Galvez knows these figures very well. In San Diego, he rented a country house with his wife in the North Park neighborhood for $2,300 a month. Now, they pay $1,450 a month for a 1,500-square-foot home in a gated community a 10-minute drive from the San Ysidro border crossing. This proximity is important because Galvez, a commercial insurance broker for a US company, crosses the border five days a week to visit his office in San Diego.
Life in Tijuana, Galvez said, is more stressful for him and his family. There is more noise and the air is not as clean. Despite Tijuana’s publicized problems with drug cartels, he said he is not concerned about crime, as violence between people involved in drug trafficking and concentrated in specific neighborhoods is high. Many residents share the belief that crime statistics do not fully reflect reality, and some studies have even shown that despite the high percentage of homicides in Tijuana, most crime occurs in the three most hostile areas of the city. are focused.
Galvez said he misses the green areas of San Diego and is fed up with potholes on every street in Tijuana. But he has his eyes set on his long-term goal.
“Living here allows me to save up to build a legacy,” he said.
For Jodie Silly, living in Tijuana has been a balm for her nerves.

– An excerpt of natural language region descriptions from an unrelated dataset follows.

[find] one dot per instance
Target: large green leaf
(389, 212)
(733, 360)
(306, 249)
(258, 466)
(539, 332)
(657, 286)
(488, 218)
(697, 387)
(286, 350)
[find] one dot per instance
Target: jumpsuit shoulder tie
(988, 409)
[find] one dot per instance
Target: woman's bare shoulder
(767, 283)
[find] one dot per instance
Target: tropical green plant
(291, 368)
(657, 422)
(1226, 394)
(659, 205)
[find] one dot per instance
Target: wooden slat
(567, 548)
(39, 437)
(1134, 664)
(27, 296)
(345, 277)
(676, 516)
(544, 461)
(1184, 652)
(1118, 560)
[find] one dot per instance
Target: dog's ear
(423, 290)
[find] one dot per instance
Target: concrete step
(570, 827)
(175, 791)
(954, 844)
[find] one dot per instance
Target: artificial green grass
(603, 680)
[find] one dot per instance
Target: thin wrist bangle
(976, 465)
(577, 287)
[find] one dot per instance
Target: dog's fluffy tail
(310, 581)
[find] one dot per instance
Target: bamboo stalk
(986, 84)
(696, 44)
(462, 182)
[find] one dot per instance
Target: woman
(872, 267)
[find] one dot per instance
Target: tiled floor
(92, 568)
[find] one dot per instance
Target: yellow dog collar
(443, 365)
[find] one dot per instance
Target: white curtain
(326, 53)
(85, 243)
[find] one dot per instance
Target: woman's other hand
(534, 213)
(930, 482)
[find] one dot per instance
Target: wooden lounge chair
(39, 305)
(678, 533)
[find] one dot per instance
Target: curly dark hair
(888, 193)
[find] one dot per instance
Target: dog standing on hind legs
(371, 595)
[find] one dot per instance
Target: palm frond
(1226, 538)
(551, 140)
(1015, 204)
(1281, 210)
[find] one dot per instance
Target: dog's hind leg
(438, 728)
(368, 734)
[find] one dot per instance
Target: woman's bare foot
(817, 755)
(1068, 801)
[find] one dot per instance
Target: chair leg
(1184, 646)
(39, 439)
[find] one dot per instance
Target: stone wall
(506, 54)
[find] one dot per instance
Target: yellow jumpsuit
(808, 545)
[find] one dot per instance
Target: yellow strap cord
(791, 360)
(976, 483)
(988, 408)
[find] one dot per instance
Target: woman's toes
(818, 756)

Silly, 44, teaches at San Diego City College and is president of the Film Consortium San Diego. When he moved from San Diego to Tijuana in 2018, he returned to a city he knew well; He had already lived there from 2004 to 2010. He explained that the cost savings not only in paying monthly rent, but also in utilities, as well as medical consultations and even eating out, allow him to work in an area that you can pay a higher salary. The providers are passionate about it rather than adopting any other profession.
“It’s a lot less stressful because now I know I can pay my rent every month and still have money left over,” she said. “I can eat wherever I want, and go to the coolest restaurants and bars in town. Plus, I can keep a job I love instead of looking for another job that pays me more to survive.”